When I was in the Navy, I worked on satellite communications equipment. Our job was to maintain the communications links between...well, I can't tell you that. I'd like to give you some official sounding excuse like that it was classified information, but I can't. Yeah, maybe it was classified, but the truth is, I just didn't know. I do know that during the first Gulf War, one of our links eventually ended up in Iraq. Other than that, well, I just kept the equipment running.
We had three antennas. One was a big, tall thing that looked like a radio station antenna. The other two were satellite dishes. These weren't your little Direct TV dishes that you hang on your eaves. They were huge. The taller of the two was probably as high as a 3 story building--the dish, I mean. The base added a bit more to it's height. It looked kind of like this one, but not exactly:
Every few years, the antenna maintenance crews would come around and perform--uh-- maintenance on the antennas. That's all they did. They replaced lost bolts and such. They cleaned them up, sandblasted the old paint off, and repainted them. They were civilians. They had safety harnesses. Us regular Navy were just up there...just us and the wind.

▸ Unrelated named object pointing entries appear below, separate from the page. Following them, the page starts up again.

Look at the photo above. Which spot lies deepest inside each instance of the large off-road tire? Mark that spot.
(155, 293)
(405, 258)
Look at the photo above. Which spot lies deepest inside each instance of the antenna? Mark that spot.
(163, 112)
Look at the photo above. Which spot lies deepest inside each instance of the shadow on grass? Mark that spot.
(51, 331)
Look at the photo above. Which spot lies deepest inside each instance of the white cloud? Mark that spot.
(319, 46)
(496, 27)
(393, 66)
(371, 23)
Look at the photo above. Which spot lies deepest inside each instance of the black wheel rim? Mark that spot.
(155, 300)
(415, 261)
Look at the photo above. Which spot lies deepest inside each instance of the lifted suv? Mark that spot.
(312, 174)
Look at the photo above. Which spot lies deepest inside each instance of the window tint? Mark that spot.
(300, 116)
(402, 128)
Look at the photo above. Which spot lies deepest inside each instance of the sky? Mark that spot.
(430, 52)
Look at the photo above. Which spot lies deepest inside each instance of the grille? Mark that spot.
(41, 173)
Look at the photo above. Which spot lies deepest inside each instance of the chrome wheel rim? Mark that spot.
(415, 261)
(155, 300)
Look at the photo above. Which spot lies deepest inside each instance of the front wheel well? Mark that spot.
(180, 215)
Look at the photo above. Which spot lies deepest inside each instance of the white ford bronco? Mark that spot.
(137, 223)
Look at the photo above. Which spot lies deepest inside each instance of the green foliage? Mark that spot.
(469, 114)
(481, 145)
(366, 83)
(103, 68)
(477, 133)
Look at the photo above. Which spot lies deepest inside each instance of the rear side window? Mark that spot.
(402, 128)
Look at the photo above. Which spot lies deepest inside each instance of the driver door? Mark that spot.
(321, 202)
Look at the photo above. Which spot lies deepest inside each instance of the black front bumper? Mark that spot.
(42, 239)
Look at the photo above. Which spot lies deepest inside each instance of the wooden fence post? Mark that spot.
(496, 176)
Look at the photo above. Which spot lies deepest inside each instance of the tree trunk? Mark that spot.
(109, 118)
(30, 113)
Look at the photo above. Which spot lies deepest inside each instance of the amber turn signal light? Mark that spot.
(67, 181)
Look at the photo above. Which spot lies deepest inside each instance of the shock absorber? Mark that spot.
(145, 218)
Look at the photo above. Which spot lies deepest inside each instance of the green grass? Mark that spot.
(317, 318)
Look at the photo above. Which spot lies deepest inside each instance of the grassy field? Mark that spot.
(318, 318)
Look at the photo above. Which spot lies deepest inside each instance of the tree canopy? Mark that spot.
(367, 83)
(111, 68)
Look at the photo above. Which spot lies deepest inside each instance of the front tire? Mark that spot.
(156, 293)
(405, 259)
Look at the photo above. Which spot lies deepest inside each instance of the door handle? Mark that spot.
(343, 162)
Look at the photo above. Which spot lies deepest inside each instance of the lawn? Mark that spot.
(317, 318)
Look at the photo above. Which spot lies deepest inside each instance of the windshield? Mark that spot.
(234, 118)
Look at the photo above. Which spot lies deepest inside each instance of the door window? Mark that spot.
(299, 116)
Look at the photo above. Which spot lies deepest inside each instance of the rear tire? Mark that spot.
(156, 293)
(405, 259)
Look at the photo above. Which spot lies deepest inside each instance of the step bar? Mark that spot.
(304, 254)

Naturally, when they were working on them, we shut down the antennas and put them into the stow position. For those of you not in the know, that is with the dish facing upright, much like a giant bowl. And just as naturally, the first thing we did was run out and climb to the very top of the feedhorn. (That's that thing sticking out of the middle of the dish.) When I came on watch, I wanted to climb the antenna. One of my shipmates--Aubrey--quickly volunteered to go with me. So we went out and climbed up the feedhorn and looked around a bit. Then we climbed down and climbed up to the edge of the dish, and looked around a bit ("Wow, look. Our lightning rods aren't grounded!")
As we turned to climb down and go back to our regular duties, we kind of had to scootch down on our backsides, as the dish was almost vertical at that point. Everything was going ok until I hit a patch that had been blasted clean of its paint. The slick metal acted just like a playground slide, and you can guess what happened then. That's right, I began to slide, and it was at that point that I looked down and realized we'd left the hatch door open and I was heading straight for it at a much higher rate of speed than I would have wished. Aubrey realized this at about the same time as I did, and he began screaming "Becky! Becky!"
Now, I'm not exactly and expert on men, but I do know that one thing men don't like to feel is helpless. Even less than feeling helpless, do they like being helpless. But that's exactly what Aubrey was. There was nothing he could do. I was on my own at that point.
I began scrambling sideways--or trying to anyway--in hopes that I would miss the open hatch. At the same time, I was making contingency plans in my mind--maybe I could catch myself with my feet on the sides of the hatch; maybe I could catch myself with my hands on the side of the hatch; maybe as I fell through, I could grab the ladder and break my fall that way. If all else fails, it was only about a 7' drop to the deck below. A jarring fall to be sure, but not exactly life threatening.
Eventually, I managed to get onto a part of the antenna that still had paint on it, slowing my runaway slide to a point I could get to a safe place and stop myself. Aubrey carefully climbed down beside me. We looked at each other and he said one of the most profound things I'd ever heard in my life:
"I guess we should have closed the hatch. "
Progress on my tangled blues:
7 comments:
I really enjoyed your stories. The marvellous video with you doing great Japanese tricks made me chuckle, as did the unmaid series of socks or bandanas. Here is a woman, I thought, and an American woman!, that one can have fun with.
I really enjoyed reading your site.
Yours, Ben Hoogeboom.
Now that must've been one doozy of a ride! Ooops!
Interesting story. Glad you came out of it o.k. :)
Your story was funny now, but I bet it was not funny then. What is it that makes people want to climb things?
Ben, thank you for your kind words. You are welcome here anytime you want to come read. I went to your blog, but as it was not in English, I didn't read any of it.
Suz, yes, it was quite a ride.
Silverstar, me too!
Lou, yes it is funny now, but at the time it really wasn't. I don't know what makes some people want to climb things and others afraid to. I've always been that way. As far back as I could remember, I'd be out in the back yard climbing my dad's HAM radio antenna.
Great story, Becky.
I absolutely, positively, HATE heights. Part of my USAF job description as a radar tech was doing just what you described: climbing on, fixing, and (for a two-year stint once upon a time) installing radar antennae. I did it, but I didn't LIKE it. I'm fond of saying I left my fingerprints embedded in steel and aluminum on radar antennae all over the Pacific Rim and various sites in the western US of A.
I'll never climb anything higher than my RV roof...ever again.
Buck, that is too funny! I still love to climb things, and would be up a tree given half a chance, even at my age.
"What is that old lady doing up in that tree?"